In diesem Moment ertönte ein Schrei. Mein Kopf fuhr herum und ich erkannte Professor Kesselbrand, der Pflege Magischer Geschöpfe unterrichtete. Er lag am Boden, mit seinen wenigen Gliedmaßen musste es sowieso schon schwer genug sein, gegen eine Horde Todesser zu kämpfen. Ich mochte Professor Kesselbrand, doch durch seine Leichtsinnigkeit würde er hier nicht allein überleben, nicht, wenn er bereits am Boden lag.
"Expelliarmus!", rief ich und der Zauberstab des Todessers, der mit Professor Kesselbrand gekämpft hatte, flog zu mir. Was hatte ich gerade über Leichtsinnigkeit gesagt? Das war eine dumme Idee gewesen. Warum der Entwaffnungszauber?

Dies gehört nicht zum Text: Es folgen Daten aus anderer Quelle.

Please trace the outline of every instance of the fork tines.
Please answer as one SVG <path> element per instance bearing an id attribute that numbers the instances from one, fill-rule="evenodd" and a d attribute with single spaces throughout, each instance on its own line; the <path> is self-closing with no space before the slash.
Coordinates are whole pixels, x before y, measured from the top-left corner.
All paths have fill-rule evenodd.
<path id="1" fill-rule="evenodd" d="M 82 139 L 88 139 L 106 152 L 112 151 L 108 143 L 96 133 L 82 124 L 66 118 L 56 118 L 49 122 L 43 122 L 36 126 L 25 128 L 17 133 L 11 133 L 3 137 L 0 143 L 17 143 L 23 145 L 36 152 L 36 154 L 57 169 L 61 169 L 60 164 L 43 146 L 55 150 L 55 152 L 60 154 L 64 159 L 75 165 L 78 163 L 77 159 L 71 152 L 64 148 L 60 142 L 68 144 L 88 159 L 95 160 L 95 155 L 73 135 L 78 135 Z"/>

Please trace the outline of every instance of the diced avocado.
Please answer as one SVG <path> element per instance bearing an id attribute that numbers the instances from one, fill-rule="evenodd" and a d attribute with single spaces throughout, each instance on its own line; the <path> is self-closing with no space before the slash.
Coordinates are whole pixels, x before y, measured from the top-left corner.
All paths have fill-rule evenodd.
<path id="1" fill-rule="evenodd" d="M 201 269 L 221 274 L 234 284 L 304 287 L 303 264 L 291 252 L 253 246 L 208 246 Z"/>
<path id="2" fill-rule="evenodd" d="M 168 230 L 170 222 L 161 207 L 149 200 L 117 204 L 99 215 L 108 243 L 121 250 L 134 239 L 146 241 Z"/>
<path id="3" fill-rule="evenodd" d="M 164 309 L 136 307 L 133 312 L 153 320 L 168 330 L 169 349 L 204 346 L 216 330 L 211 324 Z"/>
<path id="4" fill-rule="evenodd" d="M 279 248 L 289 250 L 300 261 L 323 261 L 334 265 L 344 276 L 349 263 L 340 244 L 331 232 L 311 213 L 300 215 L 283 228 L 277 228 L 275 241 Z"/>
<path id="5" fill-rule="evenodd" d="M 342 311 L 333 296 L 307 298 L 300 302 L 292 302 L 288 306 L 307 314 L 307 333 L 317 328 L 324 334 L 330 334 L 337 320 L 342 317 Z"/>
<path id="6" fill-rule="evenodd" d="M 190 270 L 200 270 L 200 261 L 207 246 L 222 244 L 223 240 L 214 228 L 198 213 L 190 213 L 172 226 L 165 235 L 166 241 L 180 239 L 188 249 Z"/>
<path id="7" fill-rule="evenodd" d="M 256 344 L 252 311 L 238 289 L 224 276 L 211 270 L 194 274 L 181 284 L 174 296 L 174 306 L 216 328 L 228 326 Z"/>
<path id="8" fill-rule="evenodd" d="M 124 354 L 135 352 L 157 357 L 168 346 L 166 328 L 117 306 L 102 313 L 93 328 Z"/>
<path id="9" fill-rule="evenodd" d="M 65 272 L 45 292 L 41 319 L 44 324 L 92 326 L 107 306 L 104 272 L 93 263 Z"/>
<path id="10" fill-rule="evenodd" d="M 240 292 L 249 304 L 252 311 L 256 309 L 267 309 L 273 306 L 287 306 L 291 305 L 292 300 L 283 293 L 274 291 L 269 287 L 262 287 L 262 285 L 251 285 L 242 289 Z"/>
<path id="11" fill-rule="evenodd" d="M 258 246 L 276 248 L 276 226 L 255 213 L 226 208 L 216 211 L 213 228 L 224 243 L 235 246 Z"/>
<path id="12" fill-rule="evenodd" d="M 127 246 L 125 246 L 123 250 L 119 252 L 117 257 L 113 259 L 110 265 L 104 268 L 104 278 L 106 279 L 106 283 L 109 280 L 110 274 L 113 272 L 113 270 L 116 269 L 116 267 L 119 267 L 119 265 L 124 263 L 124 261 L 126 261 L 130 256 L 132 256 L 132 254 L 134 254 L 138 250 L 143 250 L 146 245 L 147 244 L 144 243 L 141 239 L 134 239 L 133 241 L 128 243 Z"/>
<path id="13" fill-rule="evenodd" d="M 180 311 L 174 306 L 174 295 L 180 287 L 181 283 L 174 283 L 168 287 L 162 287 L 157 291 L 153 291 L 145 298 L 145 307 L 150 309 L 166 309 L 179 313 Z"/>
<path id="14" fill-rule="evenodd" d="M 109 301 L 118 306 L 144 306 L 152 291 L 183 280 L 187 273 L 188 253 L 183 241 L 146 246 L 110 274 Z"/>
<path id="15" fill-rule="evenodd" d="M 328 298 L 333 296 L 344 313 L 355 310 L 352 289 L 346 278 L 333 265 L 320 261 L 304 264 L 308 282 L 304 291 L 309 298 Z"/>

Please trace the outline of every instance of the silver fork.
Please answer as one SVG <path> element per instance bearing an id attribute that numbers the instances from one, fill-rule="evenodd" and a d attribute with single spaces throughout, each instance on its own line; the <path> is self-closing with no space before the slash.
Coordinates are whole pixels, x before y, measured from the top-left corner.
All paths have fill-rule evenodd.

Ich hätte auch den Schockzauber verwenden können, den Levicorpus, nur nich den Expelliarmus. Jetzt würde ich erwischt werden. Der Todesser drehte sich langsam um und sah mir bedrohlich in die Augen. Er kam einige Schritte auf mich zu und ich war von der Angst wie gelähmt. Und sowas nennt sich Gryffindor.
Das war's, jetzt ist mein Leben vorbei. Ich werde sterben, ich werde sterben, ich werde sterben.
Doch als ich mich gerade mit meinem baldigen Dahinscheiden abgefunden hatte, brach der Todesser zusammen. Professor McGonagall stand hinter ihm, mit erhobenem Zauberstab, und gab mir ein Zeichen, ich solle sofort verschwinden. Ich machte kehrt und rannte so schnell es ging aus der Großen Halle.
Puh, Schreibblockaden sind echt scheiße. Ich habe den letzten Rest des Kapitels kaum schreiben können, mehr als gefühlt zwei Sätze pro Tag waren einfach nicht drin. Zum Glück war diese Phase schnell wieder vorbei, jetzt geht's wieder mit dem Schreiben.